Fische anschauen im Blumenhafen (Huagang Guanyu)
Dies war ehemals ein
Privatgarten, berühmt für seine Blumen und Fische, und
ist heute ein Park mit einem großen Rasen, einem
Blumenhafen, einem Hain und einem Teich mit über tausend
roten Karpfen.
Drei den Mond spiegelnde Teiche (Santan Yinyue)
Diese Insel, die größte im
Westsee, wird auch Xiaoyingzhou genannt. Sie ist für
ihre Gärten berühmt. Außerhalb von Xiaoyingzhou stehen
drei Steinpagoden, die Hauptattraktion von "Drei den
Mond spiegelnde Teiche".
Die beste Zeit, um den Mond zu betrachten, ist das
Mittherbstfest im September.
Abendglocke am Nanping-Hügel (Nanping Wanzhong)
In der Abenddämmerung wird
die Nanping Glocke im Jingci Tempel geschlagen, und ihr
Klang hallt über den Westsee.
Nach Tee fragen im Drachenbrunnendorf (Longjing Wencha)
Die Drachenbrunnen Quelle
ist eine von drei berühmten Quellen in Hangzhou, und der
Drachenbrunnen Tee ist eine von Chinas zehn
berühmten Teemarken.
Das Drachenbrunnendorf ist bekannt für seinen Tee, und
hier Tee zu trinken ist eine faszinierende Erfahrung.
Grüne Bäume in Nebelschwaden bei den neun Flüssen (Jiuxi
Yanshu)
Dieser Ort wird von den
Einheimischen die "Neun Flüsse und 18 Tobel" genannt und
eignet sich vorzüglich, um der Sommerhitze zu
entfliehen.
Der wolkenverhüllte Pfad im Bambushain (Yunqi Zhujing)
Dieser Ort befindet sich am
Fuß des Wuyun-Bergs und ist nach den wolkenverhüllten
Pfaden in den Bambushainen benannt. Er ist ruhig und
abgeschieden. Die Qing Kaiser Kangxi und Qianlong kamen
oft hierher.
Osmanthus-Regen beim Manlong-Tempel (Manlong Guiyu)

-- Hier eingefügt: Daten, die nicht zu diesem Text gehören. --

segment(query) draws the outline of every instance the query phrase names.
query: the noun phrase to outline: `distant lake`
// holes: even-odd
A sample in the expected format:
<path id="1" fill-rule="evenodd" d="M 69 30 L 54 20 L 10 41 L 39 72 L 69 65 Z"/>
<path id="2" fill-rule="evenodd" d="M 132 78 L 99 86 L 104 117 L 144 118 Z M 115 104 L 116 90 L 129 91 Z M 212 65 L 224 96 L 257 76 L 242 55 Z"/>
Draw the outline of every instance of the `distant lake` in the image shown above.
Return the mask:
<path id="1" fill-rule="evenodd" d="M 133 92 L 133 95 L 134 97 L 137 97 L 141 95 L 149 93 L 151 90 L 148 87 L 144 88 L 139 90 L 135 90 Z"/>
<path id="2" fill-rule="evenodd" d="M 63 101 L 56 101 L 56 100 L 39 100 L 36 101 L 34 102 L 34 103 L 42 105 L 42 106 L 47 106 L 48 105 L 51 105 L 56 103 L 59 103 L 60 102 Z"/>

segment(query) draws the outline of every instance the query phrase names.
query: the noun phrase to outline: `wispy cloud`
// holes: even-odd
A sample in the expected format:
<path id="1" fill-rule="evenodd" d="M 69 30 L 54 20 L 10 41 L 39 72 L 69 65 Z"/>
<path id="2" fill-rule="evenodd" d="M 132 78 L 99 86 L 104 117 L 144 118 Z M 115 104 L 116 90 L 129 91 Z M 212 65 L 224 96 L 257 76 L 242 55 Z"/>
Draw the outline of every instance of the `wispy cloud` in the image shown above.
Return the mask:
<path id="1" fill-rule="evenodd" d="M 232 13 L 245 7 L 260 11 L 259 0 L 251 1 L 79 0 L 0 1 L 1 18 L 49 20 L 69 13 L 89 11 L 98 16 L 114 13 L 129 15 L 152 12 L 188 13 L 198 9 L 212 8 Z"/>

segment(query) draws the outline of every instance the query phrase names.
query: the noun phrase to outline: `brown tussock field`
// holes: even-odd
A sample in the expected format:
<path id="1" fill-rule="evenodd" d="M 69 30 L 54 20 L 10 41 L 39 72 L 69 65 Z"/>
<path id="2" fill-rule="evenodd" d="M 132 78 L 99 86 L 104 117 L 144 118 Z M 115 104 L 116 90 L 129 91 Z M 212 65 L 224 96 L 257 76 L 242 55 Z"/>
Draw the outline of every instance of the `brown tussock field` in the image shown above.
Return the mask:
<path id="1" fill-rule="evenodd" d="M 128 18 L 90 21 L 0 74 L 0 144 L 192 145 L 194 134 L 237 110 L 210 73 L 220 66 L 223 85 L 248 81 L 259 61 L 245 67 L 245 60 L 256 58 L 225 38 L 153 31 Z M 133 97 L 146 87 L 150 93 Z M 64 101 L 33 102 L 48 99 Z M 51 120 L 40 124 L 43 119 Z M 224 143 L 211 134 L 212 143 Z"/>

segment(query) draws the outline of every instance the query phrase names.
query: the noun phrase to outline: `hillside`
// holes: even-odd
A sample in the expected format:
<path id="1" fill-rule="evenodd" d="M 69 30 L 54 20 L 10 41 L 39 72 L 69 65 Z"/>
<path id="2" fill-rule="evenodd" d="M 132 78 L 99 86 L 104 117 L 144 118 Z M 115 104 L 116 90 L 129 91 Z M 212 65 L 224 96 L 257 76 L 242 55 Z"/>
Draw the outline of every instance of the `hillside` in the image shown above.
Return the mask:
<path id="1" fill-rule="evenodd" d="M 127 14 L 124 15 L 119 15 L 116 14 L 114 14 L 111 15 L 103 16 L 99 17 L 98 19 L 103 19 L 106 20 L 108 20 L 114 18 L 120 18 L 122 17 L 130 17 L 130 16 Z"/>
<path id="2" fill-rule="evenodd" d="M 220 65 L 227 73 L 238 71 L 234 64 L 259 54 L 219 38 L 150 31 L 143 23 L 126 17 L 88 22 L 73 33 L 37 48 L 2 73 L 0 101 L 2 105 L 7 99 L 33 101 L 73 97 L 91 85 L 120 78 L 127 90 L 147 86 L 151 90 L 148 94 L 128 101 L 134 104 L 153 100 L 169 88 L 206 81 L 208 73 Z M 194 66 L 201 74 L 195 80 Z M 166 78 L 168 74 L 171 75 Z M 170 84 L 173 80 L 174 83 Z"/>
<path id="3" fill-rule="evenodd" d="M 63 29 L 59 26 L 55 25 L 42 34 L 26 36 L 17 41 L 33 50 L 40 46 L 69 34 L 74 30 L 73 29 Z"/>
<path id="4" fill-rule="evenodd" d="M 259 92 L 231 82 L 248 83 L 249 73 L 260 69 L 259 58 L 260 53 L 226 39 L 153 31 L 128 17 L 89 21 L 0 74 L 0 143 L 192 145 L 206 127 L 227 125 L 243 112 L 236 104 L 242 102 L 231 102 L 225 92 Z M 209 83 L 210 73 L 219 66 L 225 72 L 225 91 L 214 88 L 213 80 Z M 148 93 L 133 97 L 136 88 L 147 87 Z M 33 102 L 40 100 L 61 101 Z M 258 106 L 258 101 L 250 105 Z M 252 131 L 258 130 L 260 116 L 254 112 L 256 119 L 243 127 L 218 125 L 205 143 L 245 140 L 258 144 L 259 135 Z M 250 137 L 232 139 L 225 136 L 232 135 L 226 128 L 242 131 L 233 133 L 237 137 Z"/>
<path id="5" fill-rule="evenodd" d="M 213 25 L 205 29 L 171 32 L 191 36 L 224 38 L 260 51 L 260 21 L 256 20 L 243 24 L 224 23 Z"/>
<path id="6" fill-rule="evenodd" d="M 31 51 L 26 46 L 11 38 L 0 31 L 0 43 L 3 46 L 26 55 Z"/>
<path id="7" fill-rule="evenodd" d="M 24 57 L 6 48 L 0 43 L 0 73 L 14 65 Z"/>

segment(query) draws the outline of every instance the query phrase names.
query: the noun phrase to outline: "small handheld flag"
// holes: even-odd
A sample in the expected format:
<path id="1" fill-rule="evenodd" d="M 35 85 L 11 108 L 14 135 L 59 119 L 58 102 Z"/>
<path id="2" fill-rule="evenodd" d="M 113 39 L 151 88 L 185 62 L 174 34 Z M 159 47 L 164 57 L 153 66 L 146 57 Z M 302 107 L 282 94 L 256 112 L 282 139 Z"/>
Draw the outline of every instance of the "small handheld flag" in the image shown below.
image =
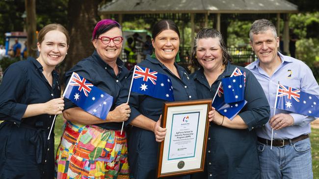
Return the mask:
<path id="1" fill-rule="evenodd" d="M 106 119 L 113 102 L 112 96 L 74 72 L 69 81 L 64 97 L 103 120 Z"/>
<path id="2" fill-rule="evenodd" d="M 278 84 L 276 108 L 319 117 L 319 96 Z"/>
<path id="3" fill-rule="evenodd" d="M 172 80 L 166 75 L 135 66 L 132 81 L 132 91 L 165 101 L 174 101 Z"/>

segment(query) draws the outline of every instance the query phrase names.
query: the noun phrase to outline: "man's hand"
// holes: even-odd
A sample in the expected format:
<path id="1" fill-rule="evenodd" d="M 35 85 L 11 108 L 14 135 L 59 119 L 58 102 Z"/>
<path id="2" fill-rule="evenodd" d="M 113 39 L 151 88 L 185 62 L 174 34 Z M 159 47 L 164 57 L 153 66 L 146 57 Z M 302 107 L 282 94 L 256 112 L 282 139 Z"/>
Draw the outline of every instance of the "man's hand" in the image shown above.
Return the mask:
<path id="1" fill-rule="evenodd" d="M 287 126 L 293 125 L 294 120 L 291 115 L 281 113 L 272 116 L 269 121 L 271 128 L 279 130 Z"/>

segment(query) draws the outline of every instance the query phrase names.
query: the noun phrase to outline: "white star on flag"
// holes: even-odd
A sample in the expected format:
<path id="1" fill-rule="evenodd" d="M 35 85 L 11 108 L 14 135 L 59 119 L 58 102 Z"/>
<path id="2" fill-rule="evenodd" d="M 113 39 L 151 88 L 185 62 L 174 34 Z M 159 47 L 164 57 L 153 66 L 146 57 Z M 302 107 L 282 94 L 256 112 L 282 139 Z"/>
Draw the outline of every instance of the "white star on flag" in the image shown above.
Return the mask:
<path id="1" fill-rule="evenodd" d="M 147 87 L 147 85 L 145 85 L 145 84 L 144 83 L 143 85 L 142 85 L 142 86 L 139 88 L 142 89 L 142 90 L 144 90 L 144 91 L 145 91 L 145 90 L 147 89 L 147 88 L 146 88 L 146 87 Z"/>
<path id="2" fill-rule="evenodd" d="M 287 108 L 290 108 L 292 106 L 292 103 L 291 103 L 290 101 L 288 101 L 286 102 L 285 105 L 287 106 Z"/>
<path id="3" fill-rule="evenodd" d="M 79 99 L 79 97 L 80 95 L 79 95 L 79 93 L 76 92 L 75 95 L 74 95 L 74 99 L 75 99 L 76 101 L 77 101 Z"/>

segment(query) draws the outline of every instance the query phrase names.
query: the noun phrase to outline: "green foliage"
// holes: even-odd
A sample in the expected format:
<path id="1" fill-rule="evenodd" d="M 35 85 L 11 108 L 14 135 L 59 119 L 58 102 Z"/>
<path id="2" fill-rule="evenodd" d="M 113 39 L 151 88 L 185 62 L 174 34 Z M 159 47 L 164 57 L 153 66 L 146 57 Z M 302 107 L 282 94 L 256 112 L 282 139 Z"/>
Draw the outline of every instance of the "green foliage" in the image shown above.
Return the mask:
<path id="1" fill-rule="evenodd" d="M 238 20 L 231 21 L 227 29 L 227 46 L 247 46 L 249 44 L 248 36 L 251 23 L 251 22 L 239 21 Z"/>
<path id="2" fill-rule="evenodd" d="M 18 57 L 3 57 L 1 60 L 0 60 L 0 66 L 2 69 L 2 71 L 4 71 L 10 65 L 15 62 L 19 61 L 20 60 L 20 59 Z"/>

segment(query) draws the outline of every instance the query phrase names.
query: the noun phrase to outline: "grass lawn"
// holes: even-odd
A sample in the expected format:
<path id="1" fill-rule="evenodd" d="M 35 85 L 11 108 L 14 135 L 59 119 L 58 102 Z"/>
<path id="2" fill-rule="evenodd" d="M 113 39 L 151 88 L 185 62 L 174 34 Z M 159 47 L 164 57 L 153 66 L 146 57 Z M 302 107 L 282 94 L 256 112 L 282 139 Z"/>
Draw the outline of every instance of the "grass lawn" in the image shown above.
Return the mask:
<path id="1" fill-rule="evenodd" d="M 55 150 L 60 143 L 61 135 L 63 132 L 64 129 L 63 127 L 64 123 L 61 115 L 59 115 L 56 117 L 56 120 L 55 127 L 54 128 Z M 311 130 L 310 139 L 311 140 L 314 179 L 319 179 L 319 129 L 313 128 Z"/>

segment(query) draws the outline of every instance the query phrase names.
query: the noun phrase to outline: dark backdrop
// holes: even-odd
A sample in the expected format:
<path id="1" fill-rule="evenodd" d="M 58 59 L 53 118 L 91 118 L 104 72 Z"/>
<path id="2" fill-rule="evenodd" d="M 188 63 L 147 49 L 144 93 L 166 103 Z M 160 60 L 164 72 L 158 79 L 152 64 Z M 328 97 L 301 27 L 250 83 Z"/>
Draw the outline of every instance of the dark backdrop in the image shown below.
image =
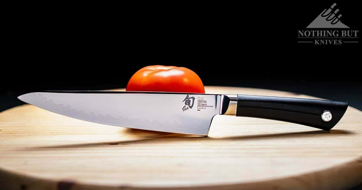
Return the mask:
<path id="1" fill-rule="evenodd" d="M 205 85 L 286 90 L 362 110 L 361 43 L 297 43 L 298 30 L 335 2 L 343 22 L 360 30 L 360 7 L 346 1 L 20 5 L 4 18 L 0 111 L 29 92 L 124 88 L 156 64 L 189 68 Z"/>

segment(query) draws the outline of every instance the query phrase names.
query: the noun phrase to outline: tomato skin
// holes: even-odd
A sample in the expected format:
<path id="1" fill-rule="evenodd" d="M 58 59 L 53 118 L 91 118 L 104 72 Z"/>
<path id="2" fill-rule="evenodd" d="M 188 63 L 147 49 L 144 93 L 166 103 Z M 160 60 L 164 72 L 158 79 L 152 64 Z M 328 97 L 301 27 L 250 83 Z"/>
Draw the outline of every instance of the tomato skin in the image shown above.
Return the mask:
<path id="1" fill-rule="evenodd" d="M 201 79 L 185 67 L 155 65 L 139 70 L 131 77 L 126 91 L 205 93 Z"/>

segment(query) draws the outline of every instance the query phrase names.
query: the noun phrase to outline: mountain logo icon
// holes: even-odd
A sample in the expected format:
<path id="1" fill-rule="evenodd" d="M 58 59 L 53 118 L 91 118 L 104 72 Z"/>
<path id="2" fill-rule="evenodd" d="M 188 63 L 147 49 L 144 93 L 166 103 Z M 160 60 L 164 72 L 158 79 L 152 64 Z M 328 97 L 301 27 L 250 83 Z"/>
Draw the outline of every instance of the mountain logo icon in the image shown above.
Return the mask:
<path id="1" fill-rule="evenodd" d="M 328 9 L 325 9 L 307 28 L 349 28 L 341 22 L 342 14 L 338 13 L 339 9 L 334 9 L 336 5 L 336 3 L 334 3 Z"/>

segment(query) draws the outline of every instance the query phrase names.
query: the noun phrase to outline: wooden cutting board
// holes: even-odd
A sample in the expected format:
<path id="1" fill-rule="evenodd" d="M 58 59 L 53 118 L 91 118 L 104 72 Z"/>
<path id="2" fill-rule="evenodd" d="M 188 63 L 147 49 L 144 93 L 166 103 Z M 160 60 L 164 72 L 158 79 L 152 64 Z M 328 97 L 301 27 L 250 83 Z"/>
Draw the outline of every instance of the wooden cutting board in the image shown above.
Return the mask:
<path id="1" fill-rule="evenodd" d="M 0 113 L 0 143 L 1 189 L 320 189 L 362 183 L 362 112 L 350 107 L 329 132 L 216 115 L 203 137 L 97 124 L 25 105 Z"/>

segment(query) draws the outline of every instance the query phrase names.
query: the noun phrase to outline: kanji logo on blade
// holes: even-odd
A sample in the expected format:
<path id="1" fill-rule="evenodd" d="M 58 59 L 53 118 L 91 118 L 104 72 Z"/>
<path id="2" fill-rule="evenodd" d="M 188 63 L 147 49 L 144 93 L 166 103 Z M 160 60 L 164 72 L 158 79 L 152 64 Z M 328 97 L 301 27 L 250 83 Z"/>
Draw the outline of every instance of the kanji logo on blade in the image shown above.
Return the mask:
<path id="1" fill-rule="evenodd" d="M 182 112 L 188 109 L 192 108 L 194 106 L 194 103 L 195 102 L 195 97 L 190 97 L 189 94 L 186 95 L 186 97 L 185 98 L 182 102 L 185 102 L 185 106 L 182 108 Z"/>

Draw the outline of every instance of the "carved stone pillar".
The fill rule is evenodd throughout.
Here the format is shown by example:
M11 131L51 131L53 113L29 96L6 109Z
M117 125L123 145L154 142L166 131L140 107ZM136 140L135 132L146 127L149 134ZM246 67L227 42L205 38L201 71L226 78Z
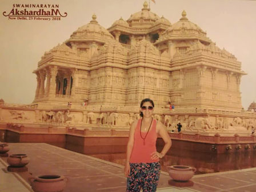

Die Umgebung des Tempels ist
berühmt für die Osmanthus-Blüten, deren Duft die Gegend
erfüllt. Im Oktober wird hier ein 4-wöchiges
Osmanthus-Festival veranstaltet.
Quelle
der laufenden Tiger (Hupao Mengquan)
Die Quelle der laufenden Tiger befindet sich auf dem
Daci-Hügel zwischen dem Westsee und dem Qiantang-Fluss,
fünf Kilometer von der Stadt entfernt.
Nach der Legende gefielen einem Mönch der Tang-Dynastie
diese Hügel so sehr, das er bleiben wollte, doch der
Gegend mangelte es an Wasser. Eines Tages beobachtete
er, wie zwei Tiger ein Loch gruben, und siehe da, Wasser
sprudelte hervor – daher der Name der Quelle.
Das klare und süße Wasser, das aus Felsspalten quillt,
wird in Flaschen abgefüllt und als Mineralwasser
verkauft, aber auch für Tee verwendet. Tee aus
Longjing-Blättern und Wasser aus der Tigerquelle wird
Weiteruhm als Hangzhouer Spezialität gepriesen.